Вздохнул полной грудью армяшка, но не выдержала жадная натура: он снял со стены дорогой, украшенный каменьями, кинжал убитого, и захватил его шкатулку с деньгами (в ней было до тысячи червонных) … Тем же путем и также ловко удалось Давуду добраться до своей арбы и скрыть в ней свою добычу… Всю ночь они скакали, что только было мочи у коней, и на рассвете уже были далеко от места преступления…
Голова была представлена; деньги получены сполна. Казалось, по-видимому, все было шито да крыто, и Багиров избег «канлы», т. е. кровавой мести. Горцы всего менее подозревали его, полагая, что это была работа черноморских пластунов… Так прошло около года; осторожный Давуд, хотя и ездил в горы на сатовку по-прежнему, но уже большей частью по ближним аулам, а в дальние посылал своих приказчиков…
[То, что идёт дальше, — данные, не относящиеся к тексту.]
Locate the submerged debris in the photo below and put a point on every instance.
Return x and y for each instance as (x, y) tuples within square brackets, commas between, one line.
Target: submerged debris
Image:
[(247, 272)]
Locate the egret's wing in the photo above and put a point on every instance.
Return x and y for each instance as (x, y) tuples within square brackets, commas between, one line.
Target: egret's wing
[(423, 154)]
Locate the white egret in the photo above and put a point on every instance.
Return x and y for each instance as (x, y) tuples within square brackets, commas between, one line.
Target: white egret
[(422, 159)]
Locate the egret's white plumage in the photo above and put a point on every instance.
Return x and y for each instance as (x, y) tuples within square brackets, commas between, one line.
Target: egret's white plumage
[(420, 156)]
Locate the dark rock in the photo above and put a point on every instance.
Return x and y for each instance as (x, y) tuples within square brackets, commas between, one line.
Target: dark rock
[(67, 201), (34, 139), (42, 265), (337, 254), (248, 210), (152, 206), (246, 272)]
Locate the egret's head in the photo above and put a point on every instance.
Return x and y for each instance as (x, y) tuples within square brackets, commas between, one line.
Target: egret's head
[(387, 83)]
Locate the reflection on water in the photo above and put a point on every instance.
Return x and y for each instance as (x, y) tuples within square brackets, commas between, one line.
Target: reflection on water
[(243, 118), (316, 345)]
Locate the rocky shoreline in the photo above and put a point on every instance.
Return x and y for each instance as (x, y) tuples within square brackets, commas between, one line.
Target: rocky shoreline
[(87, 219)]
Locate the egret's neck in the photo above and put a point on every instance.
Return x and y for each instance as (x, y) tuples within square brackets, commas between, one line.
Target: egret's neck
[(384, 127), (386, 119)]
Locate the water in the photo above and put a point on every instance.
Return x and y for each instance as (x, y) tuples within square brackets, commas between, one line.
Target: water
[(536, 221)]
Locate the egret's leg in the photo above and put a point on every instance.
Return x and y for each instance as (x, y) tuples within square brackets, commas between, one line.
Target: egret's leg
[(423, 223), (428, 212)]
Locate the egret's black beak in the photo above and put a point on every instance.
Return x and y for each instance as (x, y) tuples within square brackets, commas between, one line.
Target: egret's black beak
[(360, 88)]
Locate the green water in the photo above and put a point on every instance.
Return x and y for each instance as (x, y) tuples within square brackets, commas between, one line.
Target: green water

Побесновались, поискали горцы убийцы, и, по-видимому, угомонились… Все это время Багиров сохранял не только от соаульников свою проделку, но даже от семьи, и, кроме брата его, вскоре умершего, никто не знал и не подозревал хитреца. Однако жадная натура не выдержала: Давуд в Ставрополе продал моздокскому армянину кинжал и дорогую шкатулку Якуб-хана… Каким путем горцы добрались до имени убийцы по этим приметам, осталось тайной. Расторговался новый прапорщик, «капец балшой рука», т. е. богатый купец; «духан» его, т. е. лавка, был лучший на всем Прикубанье… Дивились армяне необычайному счастью и начали доискиваться источников золотого руна; но все это было только тень, а не предмет… Случилось так, что Багирову необходимо было съездить в горы в недальние аулы за расчетом, и вот он сам-друг, на двух пароконных арбах, отправился в путь… Дела его шли отлично; обороты округлили довольно уже значительный капиталец, и он уже мечтал перенести торговлю в Ставрополь, чтобы там открыть магазин на большую руку. С такими мыслями возвращался Давуд домой; усталость лошадей и наступивший полдень заставили мечтателя остановиться на роздых… Выпрягли коней; торгаши развели костер и стали готовить бишь-бармак и шашлык, т. е. крошеное мясо в воде и жаркое на шомполе (буквально бишь-бармак значит «пять пальцев», так как его едят пятерней); сняли с ароб и бурдюк (мех) с кахетинским и добрую флягу араки, и готовились уже закусить… В это время над самыми их головами раздался грубый голос: – «Ей, бегеча, ни хабар?» (ей, ребята, что нового?) Подняв оторопелые головы, армяне увидали за собой всадника и узнали в нем самого отчаянного хаджирета и вожака партий Хамурзина, а за ним человек десяток таких же головорезов… Эта встреча, а главное нецеремонный вопрос вожака, вместо обычного привета «аман-ма», или «эсселям-алейкюм!» невольно заставил дрогнуть нечистую совесть Давуда.